Non esiste un divieto vero e proprio, ma il datore di lavoro deve sempre valutare lo stato di salute della futura mamma
La maternità è un periodo delicato e protetto sotto diversi punti di vista.
La legge, infatti, assicura diverse tutele alle future mamme e, di conseguenza, impone degli obblighi al datore di lavoro sin dall’inizio della gravidanza e, in alcuni casi specifici, anche dopo il parto. Un po’ più sfumata è la tutela della lavoratrice in gravidanza durante le trasferte di lavoro.
Possiamo parlare di trasferta tutte le volte che viene chiesto alla dipendente, per un certo periodo di tempo, di svolgere la prestazione lavorativa in una sede di lavoro diversa da quella abituale. Ma, il datore può obbligare la lavoratrice ad andarci?
Come vedremo non esistono disposizioni di legge specifiche, ma in questi casi è sempre bene consultare il proprio medico e attenersi alla Costituzione, alle leggi e ai CCNL.
Cerchiamo di rendere più chiara la questione in questo articolo!
Non proprio: il datore di lavoro, in genere, può decidere di inviare in trasferta la lavoratrice madre, anche se incinta, sempre che non sia indicato diversamente dal suo medico e nel DVR, il documento di valutazione dei rischi.
Il Testo Unico della maternità e paternità (decreto legislativo n.51 del 26 Marzo 2001), però, contiene un elenco di tutte le attività che le lavoratrici madri non possono svolgere dall’inizio della gravidanza e, in alcuni casi, fino a dopo il parto.
L’articolo 7, infatti, dice che durante la gravidanza è vietato adibire le lavoratrici al trasporto e sollevamento pesi, nonché a lavori pericolosi e faticosi.
Questo vuol dire che, se la trasferta comporta il sollevamento di pesi, come può accadere, ad esempio, in occasione di qualche fiera di settore, allora per il datore di lavoro potrebbe risultare più difficile richiedere la trasferta.
I datori di lavoro sono obbligati alla compilazione e alla conservazione del DVR, cioè del Documento di Valutazione dei Rischi.

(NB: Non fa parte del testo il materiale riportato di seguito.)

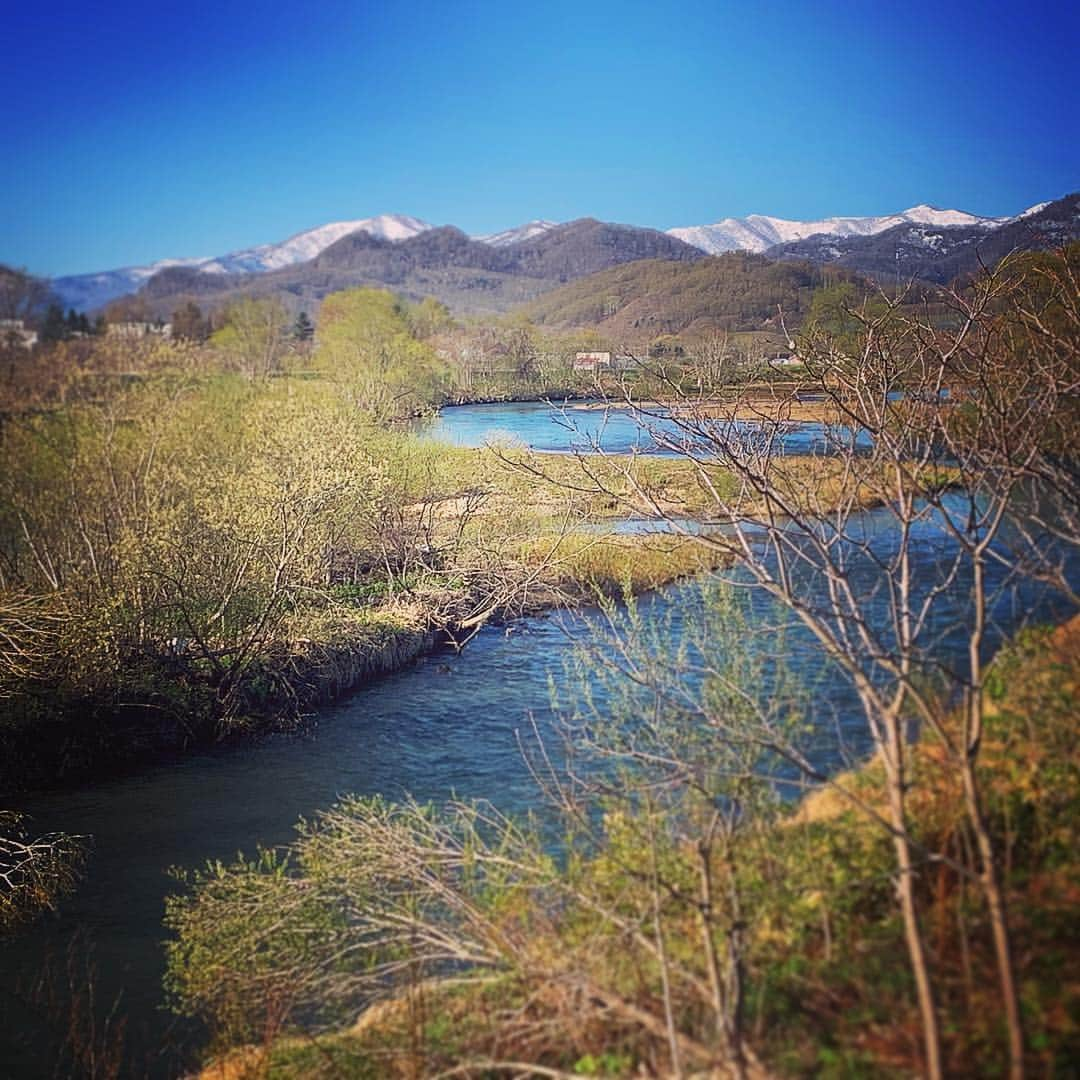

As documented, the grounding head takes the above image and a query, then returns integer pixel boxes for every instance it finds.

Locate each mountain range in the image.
[44,197,1077,315]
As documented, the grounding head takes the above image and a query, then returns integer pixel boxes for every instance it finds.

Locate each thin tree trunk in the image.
[879,716,943,1080]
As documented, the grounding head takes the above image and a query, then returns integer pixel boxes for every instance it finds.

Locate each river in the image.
[0,404,1065,1077]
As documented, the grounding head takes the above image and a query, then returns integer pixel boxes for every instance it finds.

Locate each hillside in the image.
[766,193,1080,285]
[524,252,856,341]
[667,204,1015,255]
[124,218,703,318]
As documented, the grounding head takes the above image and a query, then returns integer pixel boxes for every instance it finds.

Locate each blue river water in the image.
[417,402,867,457]
[0,405,1066,1077]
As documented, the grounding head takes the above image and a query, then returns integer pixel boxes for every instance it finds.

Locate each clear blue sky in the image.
[0,0,1080,274]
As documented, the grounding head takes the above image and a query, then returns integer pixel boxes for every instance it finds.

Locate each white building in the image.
[0,319,38,349]
[573,352,611,372]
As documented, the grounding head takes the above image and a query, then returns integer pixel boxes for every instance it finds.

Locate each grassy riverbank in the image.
[185,619,1080,1080]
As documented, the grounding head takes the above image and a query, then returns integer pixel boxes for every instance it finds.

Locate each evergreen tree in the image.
[41,303,67,341]
[293,311,315,341]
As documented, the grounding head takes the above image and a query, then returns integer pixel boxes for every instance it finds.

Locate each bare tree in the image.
[505,254,1078,1077]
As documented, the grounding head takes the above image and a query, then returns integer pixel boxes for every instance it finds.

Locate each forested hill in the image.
[765,192,1080,285]
[128,218,704,318]
[523,252,865,341]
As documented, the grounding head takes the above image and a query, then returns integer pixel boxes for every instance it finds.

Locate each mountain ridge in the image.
[44,196,1071,311]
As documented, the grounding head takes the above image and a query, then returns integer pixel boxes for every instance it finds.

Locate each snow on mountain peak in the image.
[52,214,432,311]
[667,203,1013,255]
[472,218,558,247]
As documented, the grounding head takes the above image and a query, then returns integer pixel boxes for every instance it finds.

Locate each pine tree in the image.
[41,303,67,341]
[293,311,315,341]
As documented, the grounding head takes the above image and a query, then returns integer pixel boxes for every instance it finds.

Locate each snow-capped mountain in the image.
[667,204,1015,255]
[52,214,432,311]
[472,218,558,247]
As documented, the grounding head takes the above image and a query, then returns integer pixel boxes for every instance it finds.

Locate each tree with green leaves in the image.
[211,297,288,378]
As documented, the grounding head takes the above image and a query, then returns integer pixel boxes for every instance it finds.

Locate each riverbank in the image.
[185,616,1080,1080]
[0,434,959,799]
[0,518,718,799]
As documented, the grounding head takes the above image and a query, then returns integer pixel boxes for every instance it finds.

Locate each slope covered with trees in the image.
[516,253,865,341]
[107,218,702,316]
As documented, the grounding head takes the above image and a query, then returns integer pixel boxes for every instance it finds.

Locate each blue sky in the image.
[0,0,1080,274]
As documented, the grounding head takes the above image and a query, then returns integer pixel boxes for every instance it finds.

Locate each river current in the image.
[0,404,1066,1077]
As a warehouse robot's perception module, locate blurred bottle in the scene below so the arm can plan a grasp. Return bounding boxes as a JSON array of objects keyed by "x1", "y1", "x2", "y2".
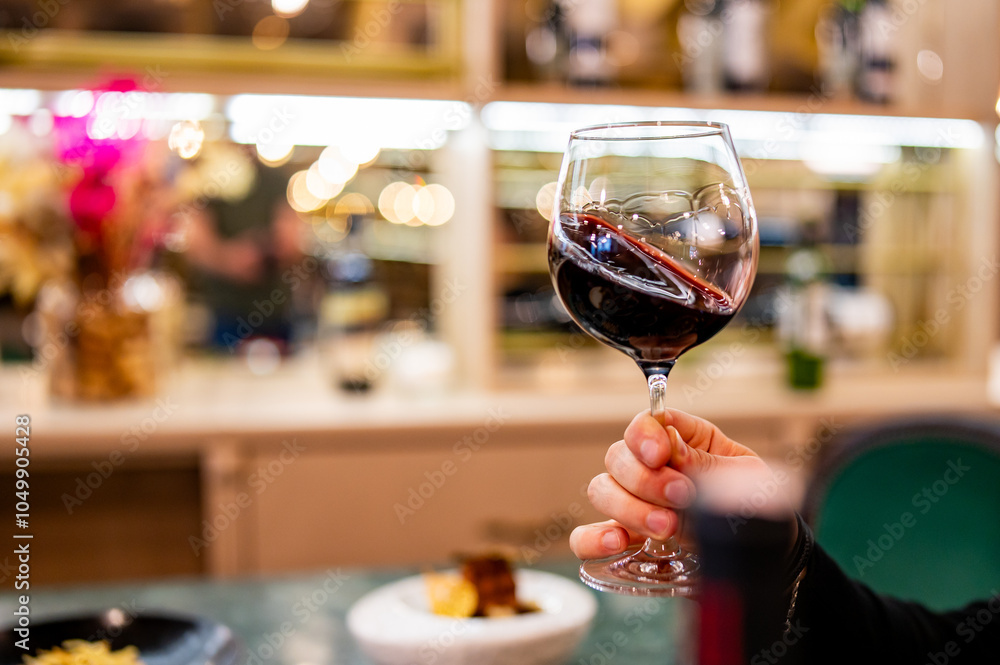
[
  {"x1": 317, "y1": 215, "x2": 389, "y2": 393},
  {"x1": 675, "y1": 0, "x2": 725, "y2": 95},
  {"x1": 857, "y1": 0, "x2": 896, "y2": 104},
  {"x1": 722, "y1": 0, "x2": 771, "y2": 92},
  {"x1": 563, "y1": 0, "x2": 618, "y2": 86},
  {"x1": 691, "y1": 470, "x2": 804, "y2": 665},
  {"x1": 524, "y1": 0, "x2": 570, "y2": 81},
  {"x1": 779, "y1": 223, "x2": 830, "y2": 390},
  {"x1": 816, "y1": 0, "x2": 864, "y2": 97}
]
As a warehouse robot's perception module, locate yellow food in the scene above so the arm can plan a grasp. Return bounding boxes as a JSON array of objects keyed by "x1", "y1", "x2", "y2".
[
  {"x1": 424, "y1": 573, "x2": 479, "y2": 619},
  {"x1": 24, "y1": 640, "x2": 142, "y2": 665}
]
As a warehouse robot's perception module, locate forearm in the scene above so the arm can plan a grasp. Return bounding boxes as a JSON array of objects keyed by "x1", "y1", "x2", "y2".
[{"x1": 792, "y1": 520, "x2": 1000, "y2": 665}]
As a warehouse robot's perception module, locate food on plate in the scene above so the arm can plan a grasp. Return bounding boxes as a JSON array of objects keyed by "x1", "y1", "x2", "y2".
[
  {"x1": 24, "y1": 640, "x2": 143, "y2": 665},
  {"x1": 425, "y1": 555, "x2": 538, "y2": 618}
]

Ma di cosa si tratta? È un documento, in genere composto da diverse pagine, in cui datore, medico competente e RLS riportano la valutazione di tutti i rischi e i pericoli a cui sono esposti i lavoratori in azienda. Ma non solo: devono essere descritte anche tutte le procedure da seguire in caso di pericolo.
Una sezione deve essere totalmente dedicata alla tutela della salute delle lavoratrici madri. Questa sezione è molto importante perché possono essere indicate tutte le azioni che il datore di lavoro deve compiere per proteggere la salute della mamma e del figlio, anche cambiando l’organizzazione aziendale. Alcuni esempi? Evitando il lavoro in certe fasce orarie, riducendo o eliminando le trasferte, spostando la lavoratrice ad altre mansioni e via dicendo.
In tutte le cose, comunque, ci vuole buon senso: dato che la trasferta può comportare un grande dispendio di energie, il datore di lavoro è tenuto a valutare la reale necessità in ragione dello stato di gravidanza.
La stessa Costituzione, infatti, ricorda, all’articolo 37, che “le condizioni di lavoro devono consentire l’adempimento della sua essenziale funzione familiare e assicurare alla madre e al bambino una speciale adeguata protezione”.